The 2nd and 3rd grade rooms were next in which we were glad to receive a similar welcome. Lacking many comforts of life, as they come from the surrounding slum, they were not lacking in energy. Wow. After Sister Donatella gave us a tour of the rest of the compound, we circled back to the kindergarten room where we joined Mrs. Jaclyn, the kindergarten teacher, in her lesson. With a stick, she was pointing to a bulletin board with hand-drawn household items and the English word printed over them. Inviting us to lead by handing me the stick, I pointed at each item, impressed at the volume of their memorized response. After working through similar bulletin boards on jobs, fruits, and numbers up to twenty, we began letter sounds in English. It was interesting to see the African accent of English being formed right before our eyes. “Letter A...sound ahh,” said the teacher, pointed with that useful stick.
After “Letter Z...sound zzz,” I asked the teacher if I could sing a song with them. We then sang “Rise and Shine,” a song with verses about the story of Noah. I recounted bits and pieces of the story, with the arc and the animals, and the dove on dry land, bit by bit, after which Mrs. Jaclyn translated the story into Swahili for the children. At this point in their education, Swahili was a better avenue for oral transmission of a narrative. You know, when I initially learned that song working at The Pines Camp in Texas, I never expected to be teaching it here in this situation. But hey, it was fun.
Signaling it was time to go outside, we followed Mrs. Jaclyn into the courtyard where the kids from the other class were congregating. Close to lunchtime by now, we figured they were saying grace together before getting their food. In the stone yard in front of the grotto, the 160 boys and girls, of the age range of the school, began saying the Apostles Creed in Swahili with a picture of Mother Teresa and the Divine Mercy image visible on the wall in the background. After saying an Our Father, and Hail Mary, they began the prayers of the Divine Mercy Chaplet in English. Could they be saying the Chaplet as a school now? Sure enough, they were.
Talk about a moment of grace, standing there with the kids in lines before us, still peering across the yard to make eye contact with us, sun shining down, and listening to them pray the words, “For the sake of his sorrowful passion, have mercy on us and on the whole world.” Noting that the clean blue fence on the hill was the separation from the surrounding Kibera slum, I couldn’t help but notice the need for mercy and the purity of the prayer of these children. “And on the whole world.” These kids, growing up in a place so far, literally and figuratively, from my own upbringing, were praising Jesus by their prayer and humbly asking for his mercy and protection.

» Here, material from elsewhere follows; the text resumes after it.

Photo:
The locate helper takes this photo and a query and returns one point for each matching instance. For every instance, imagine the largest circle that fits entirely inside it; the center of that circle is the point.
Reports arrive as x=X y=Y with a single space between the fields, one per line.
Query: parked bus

As sister would tell us later, the meal they would have of ugali, greens, and a little meat was the biggest meal, and sometimes the only meal, they would have for the rest of the day, depending on their family situation in the slum. Yet, they prayed that prayer with a strong voice and trust. They had energy and enthusiasm in their prayer. And, when we sat down with them on the concrete as they ate their ugali, they were so glad to shake our hands, share their names, and make us feel welcomed in their little school.
As Jesus said, “Let the children come to me, and do not prevent them; for the kingdom of heaven belongs to such as these.” Matthew 19:14.